Laboratory Testing for Adrenal Insufficiency and POTS in a 15-Year-Old Female with Primary Amenorrhea and Orthostatic Tachycardia
For POTS diagnosis in this adolescent, perform an active standing test measuring heart rate increase ≥40 bpm within 10 minutes of standing without orthostatic hypotension (≥20 mmHg systolic or ≥10 mmHg diastolic drop), while adrenal insufficiency screening requires morning cortisol and ACTH levels, with ACTH stimulation testing if initial results are abnormal. 1
POTS Diagnostic Testing
Orthostatic Vital Signs Assessment
- Active standing test: Measure supine blood pressure and heart rate after 5 minutes lying flat, then immediately upon standing and at 2,5, and 10 minutes upright 1
- Diagnostic criteria for adolescents 12-19 years: Heart rate increase ≥40 bpm within 10 minutes of standing (note: adults require only ≥30 bpm) 1
- Exclude orthostatic hypotension: Systolic BP drop <20 mmHg and diastolic BP drop <10 mmHg 1
- Document symptoms during testing: lightheadedness, palpitations, tremulousness, weakness, blurred vision, and fatigue 1
Additional POTS Evaluation
- Complete blood count: Assess for anemia contributing to tachycardia 2
- Basic metabolic panel: Evaluate electrolytes, particularly sodium and potassium, as hypovolemia is a common POTS mechanism 3, 4
- Thyroid function tests (TSH, free T4): Rule out hyperthyroidism as a cause of tachycardia 2
- Plasma renin activity and aldosterone levels: Many POTS patients demonstrate inappropriately low levels contributing to hypovolemia 3, 5
- Plasma catecholamines (supine and standing): Identify hyperadrenergic POTS subtype if norepinephrine increases >600 pg/mL upon standing 3, 4
Adrenal Insufficiency Testing
Initial Screening
- Morning (8 AM) serum cortisol: Levels <3 μg/dL suggest adrenal insufficiency; levels >15 μg/dL effectively rule it out 1
- Simultaneous morning ACTH level: Distinguishes primary (elevated ACTH) from secondary/central (low ACTH) adrenal insufficiency 1
- Basic metabolic panel: Look for hyponatremia and hyperkalemia, which suggest primary adrenal insufficiency 1
Confirmatory Testing (if screening abnormal)

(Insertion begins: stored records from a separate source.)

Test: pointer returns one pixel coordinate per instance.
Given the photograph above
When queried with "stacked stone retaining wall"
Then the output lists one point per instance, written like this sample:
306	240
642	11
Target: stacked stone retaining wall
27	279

- ACTH stimulation test: Administer 1 μg or 250 μg cosyntropin; measure cortisol at baseline, 30, and 60 minutes 5
- Normal response: cortisol rises to >18-20 μg/dL
- Abnormal response suggests adrenal insufficiency 5
- Aldosterone measurement during ACTH stimulation: Assess mineralocorticoid response, particularly relevant given the POTS association 5
Primary Amenorrhea Evaluation
Hormonal Assessment
- FSH and LH levels: Distinguish between hypothalamic/pituitary (low/normal) versus ovarian (elevated) causes of amenorrhea
- Estradiol level: Assess ovarian function
- Prolactin: Rule out hyperprolactinemia from pituitary dysfunction
- TSH and free T4: Already obtained for POTS evaluation, but hypothyroidism can cause amenorrhea
Additional Considerations
- Pregnancy test (β-hCG): Always exclude pregnancy in any female with amenorrhea
- Testosterone and DHEA-S: Evaluate for hyperandrogenism if virilization signs present 1
Clinical Context and Pitfalls
The combination of orthostatic tachycardia, primary amenorrhea, and concern for adrenal insufficiency suggests possible autonomic dysfunction or hypothalamic-pituitary axis involvement. 1 POTS predominantly affects young females (80% female, ages 15-45 years) and often presents after immunological stressors 2. The hypovolemic subtype of POTS demonstrates perturbed renin-angiotensin-aldosterone profiles, but research shows the adrenal gland response to ACTH remains intact in POTS patients 5.
Critical distinction: Morning cortisol and ACTH must be drawn simultaneously to localize the problem—low cortisol with low ACTH indicates central/secondary adrenal insufficiency (pituitary or hypothalamic), while low cortisol with elevated ACTH indicates primary adrenal insufficiency 1. This distinction is essential because central adrenal insufficiency may coexist with other pituitary hormone deficiencies affecting menstruation.
Avoid the pitfall of replacing thyroid hormone before confirming adequate cortisol levels, as this can precipitate adrenal crisis by increasing cortisol metabolism 1. If multiple pituitary hormones are deficient, hydrocortisone replacement must precede thyroid hormone replacement.
The standing test should be performed when the patient is symptomatic and well-hydrated, as dehydration alone can cause orthostatic tachycardia without true POTS 1. If the active standing test is negative but clinical suspicion remains high, consider tilt-table testing with continuous hemodynamic monitoring 1.